By Matthew Brown, The Associated Press

BILLINGS — A private corrections company from Louisiana is starting to train guards — but still doesn’t have any inmates — for a jail in Hardin that has sat vacant since it was built in 2007, company and town officials said Monday.

Steve Afeman with Emerald Correctional Management said a warden and other personnel have been hired and about 30 guards will be training through the week at the 464-bed Two Rivers Detention Facility.

The company intends to solicit inmates from Native American tribes, counties and the U.S. Marshals Service, Afeman said.

No agreements have been reached, and Chief Deputy Rod Ostermiller with the Marshals Service in Billings said he is not aware of any discussions between his agency and the Lafayette, Louisiana-based company.

The $27 million jail rose to notoriety in recent years after its backers failed to get any contracts for inmates, prompting desperate Hardin officials at one to point to offer to take in suspected terrorists held in Guantanamo Bay, Cuba. A California man later duped officials with a grandiose plan to turn the jail into a military training camp.

The jail is owned by Hardin’s economic development agency, Two Rivers Authority. Emerald signed an operating contract with the authority on May 6 to run the jail, Two Rivers Chairman Jon Matovich said.
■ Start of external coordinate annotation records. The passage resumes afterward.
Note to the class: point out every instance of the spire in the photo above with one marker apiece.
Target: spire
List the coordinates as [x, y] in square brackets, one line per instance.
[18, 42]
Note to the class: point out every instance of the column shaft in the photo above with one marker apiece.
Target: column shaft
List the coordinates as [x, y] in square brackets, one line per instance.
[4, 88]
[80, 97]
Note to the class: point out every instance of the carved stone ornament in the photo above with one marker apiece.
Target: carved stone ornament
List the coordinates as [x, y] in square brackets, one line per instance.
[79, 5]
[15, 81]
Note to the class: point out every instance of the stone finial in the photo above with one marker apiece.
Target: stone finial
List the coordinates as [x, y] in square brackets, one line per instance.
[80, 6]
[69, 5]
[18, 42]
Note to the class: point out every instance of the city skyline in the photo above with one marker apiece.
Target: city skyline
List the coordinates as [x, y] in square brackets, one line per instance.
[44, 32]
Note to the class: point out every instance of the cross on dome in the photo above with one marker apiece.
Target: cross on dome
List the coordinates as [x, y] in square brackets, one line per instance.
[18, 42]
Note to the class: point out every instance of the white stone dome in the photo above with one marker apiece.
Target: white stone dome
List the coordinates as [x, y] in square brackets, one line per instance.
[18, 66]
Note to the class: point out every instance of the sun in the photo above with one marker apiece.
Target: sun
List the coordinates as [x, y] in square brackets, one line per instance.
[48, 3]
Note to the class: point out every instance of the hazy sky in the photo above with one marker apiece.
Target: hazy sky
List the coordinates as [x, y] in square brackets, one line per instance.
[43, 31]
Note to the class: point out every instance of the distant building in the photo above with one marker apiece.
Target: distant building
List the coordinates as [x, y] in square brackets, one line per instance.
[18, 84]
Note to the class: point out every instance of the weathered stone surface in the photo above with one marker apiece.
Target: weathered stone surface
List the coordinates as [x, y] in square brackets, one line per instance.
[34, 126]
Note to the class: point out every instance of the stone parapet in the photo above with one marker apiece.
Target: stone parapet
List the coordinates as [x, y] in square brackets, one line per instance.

Two Rivers would receive 50 cents per day for every inmate under the terms of the deal, Matovich said.

“Everything is signed, the ball’s in (Emerald’s) court and they’re doing a great job,” Matovich said. “Anything that goes on at the facility from now on is Emerald’s stuff. As soon as they get their staff trained and get things rolling, I’m sure they will have some inmates.”

Afeman said representatives of Emerald planned to meet with leaders of tribes from Wyoming, Montana and the Dakotas beginning Wednesday to gauge their interest.
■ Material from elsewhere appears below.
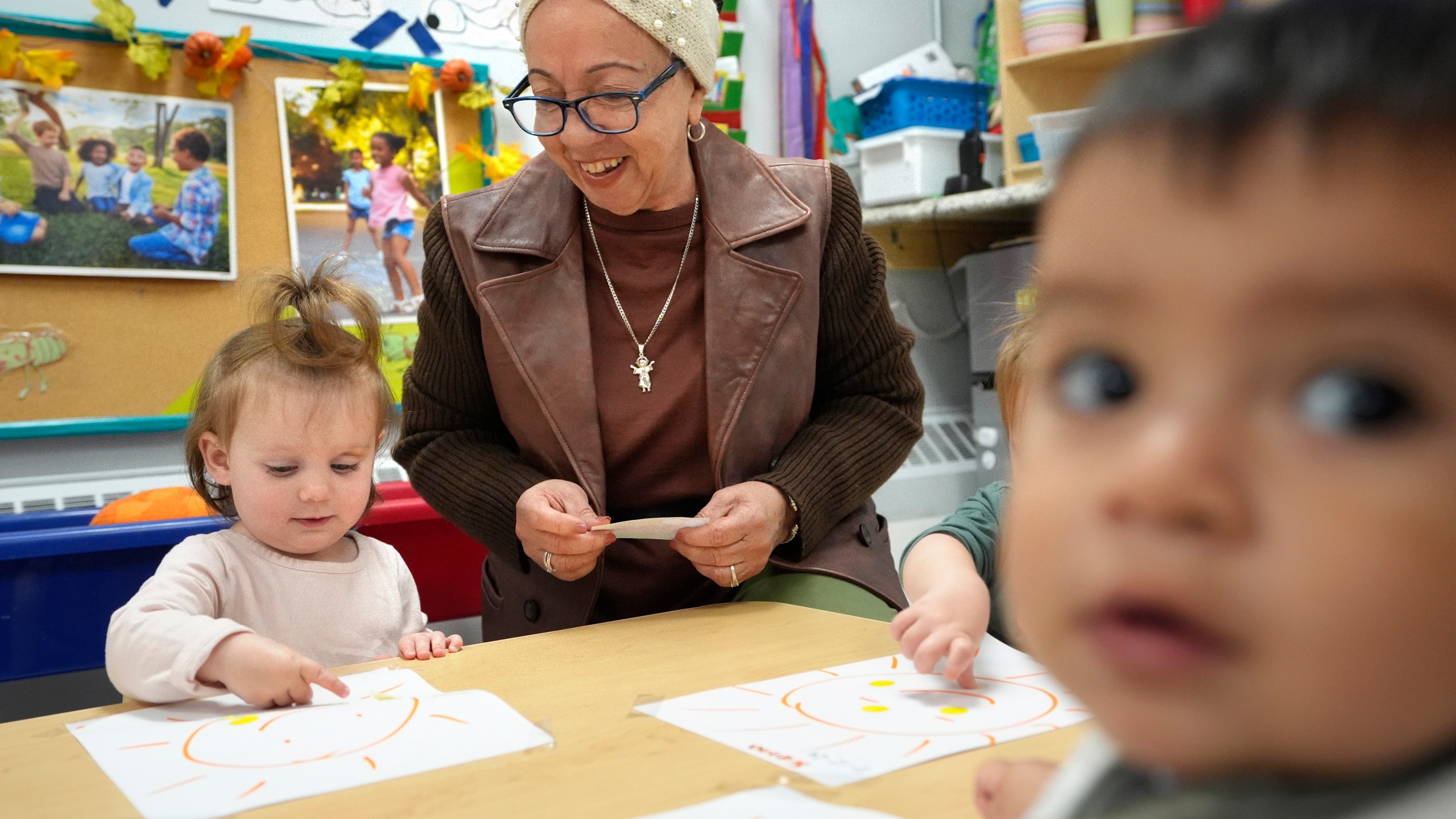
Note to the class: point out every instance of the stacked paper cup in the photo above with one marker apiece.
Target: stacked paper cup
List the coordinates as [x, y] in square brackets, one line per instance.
[1049, 25]
[1156, 15]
Afeman said in April that the company had reached a memorandum of understanding with the U.S. Bureau of Indian Affairs in which the agency endorsed the company’s plans. But on Monday, Afeman said there was no agreement with the federal agency and that Emerald was working directly with the tribes.

A former employee of the Wyoming Department of Corrections was hired as warden, Afeman said. Kenneth Keller spent three decades with the state agency and in 2008 was appointed warden of the Wyoming Honor Farm, a minimum security facility in Riverton for inmates preparing to re-enter society.